In our Sunday gathering today the main speaker was talking about all the changes that happen in our world. He was relating these modern changes to the changes that the nation of Israel was facing before and during the Babylonian captivity. By doing so he was trying to show us how some of Jeremiah’s prophetic statements (during that time) were radical re-interpretations of more traditional Judaic thought. Instead of seeing Jesus as a political/temporal type of king or ruler, Jeremiah was telling Israel that God had a MUCH MUCH bigger plan…one with universal/eternal significance.

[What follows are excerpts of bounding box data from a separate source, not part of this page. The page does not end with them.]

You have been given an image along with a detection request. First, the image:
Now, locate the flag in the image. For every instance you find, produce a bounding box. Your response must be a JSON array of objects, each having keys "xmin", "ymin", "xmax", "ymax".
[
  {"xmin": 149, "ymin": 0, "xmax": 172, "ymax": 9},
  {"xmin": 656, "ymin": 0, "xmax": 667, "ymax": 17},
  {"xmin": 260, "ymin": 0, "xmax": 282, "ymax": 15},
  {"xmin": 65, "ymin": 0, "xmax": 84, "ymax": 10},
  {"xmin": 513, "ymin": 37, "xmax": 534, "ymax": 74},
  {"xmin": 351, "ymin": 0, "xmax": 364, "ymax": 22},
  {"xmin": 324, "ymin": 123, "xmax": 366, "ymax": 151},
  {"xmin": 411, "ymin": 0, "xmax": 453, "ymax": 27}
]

There were many interesting ideas packed into this lesson, but the one that struck me was that God’s word (and revelation through various means) is living and active. What does that mean to be "living and active"? Not static, but dynamic, perhaps? Able to breathe life into our existence and our world. At work, organic, adaptable, invigorating. I guess it can mean a lot of things, but to me most of all it means that God’s word requires constant interpretation and re-interpretation. God’s revelations is not something given that our parent’s generation, or our parents’ parents generation, or even Martin Luther’s parents generation GOT ALL figured out for all people and for all time. (God is so much bigger than a few centuries of human theological grappling and He usually has bigger plans than we could possibly imagine.) I’m not saying we can’t learn from the traditions that came before us; obviously we can learn so much from all the saints of Christ that came before us. We are eternally indebted to them for their pilgrimmage of faith that has sustained our tradition, but…
We must grapple with our faith (our mission, our theology, our paradigms, etc.) within our current context in order to cope with the ongoing experience. The challenges that face us today will be different from those that faced our forefathers. The Church should look different as it grows through the centuries. It’s called maturity and we’d prideful to feel as if "we’d arrived" in our understanding of God and His mission to redeem the earth and all that’s in it. Something that is "living and active" must have room and potential to grow further. It’s not a closed system.
This was supposed to just be a preface for another Newbigin quote! Sorry, I got carried away. Now, I’ll put the quote (which most of you will probably not have the patience to read…oh, well.):
The Christian tradition of rationality takes as its starting point not any alleged self-evident truths. Its starting point is events in which God made himself known to men and women in particular circumstances–to the first apostles and witnesses who saw and heard and touched the incarnate Word of God himself, Jesus of Nazareth. These are all happenings within the world of secular events, the world which is investigated by the natural and human sciences. These revelations were always addressed to men and women in particular contexts and called for specific responses within and appropriate to those contexts. The community which responded to this call and challenge had to make sense of and cope with the ever-changing circumstances of their ongoing history in the light of what had been revealed to them in the original events. The originally given revelation had to be continually re-appropriated and re-interpreted in the light of new situations. It had to be tested to see whether it could continue to provide coherence and meaning for new experience. It was tested almost to the breaking point, especially in the experience of the destruction of the Jewish state and the long exile. That testing in turn provided the background through which the shattering experience which the first disciples had in the sequence of events leading up to Good Friday could be re-understood within the terms of the original revelation. Continually through the centuries the community seeks to find coherence, meaning, and hope in the events, sometimes apparently meaningless and chaotic events, through which it lives. As we have seen in looking at the work of science, so here the argument is necessarily circular. The believer starts from the faith that reality is rational, that a coherent purpose can be discerned in experience. The struggle is to prove that faith true in circumstances which seem to call it in question. The effort is always a rational effort, an effort to find rational meaning in apparently irrational events through the pattern given in the original revelation. So the tradition is being continually being reshaped and re-appropriated in the struggle to cope with ongoing experience.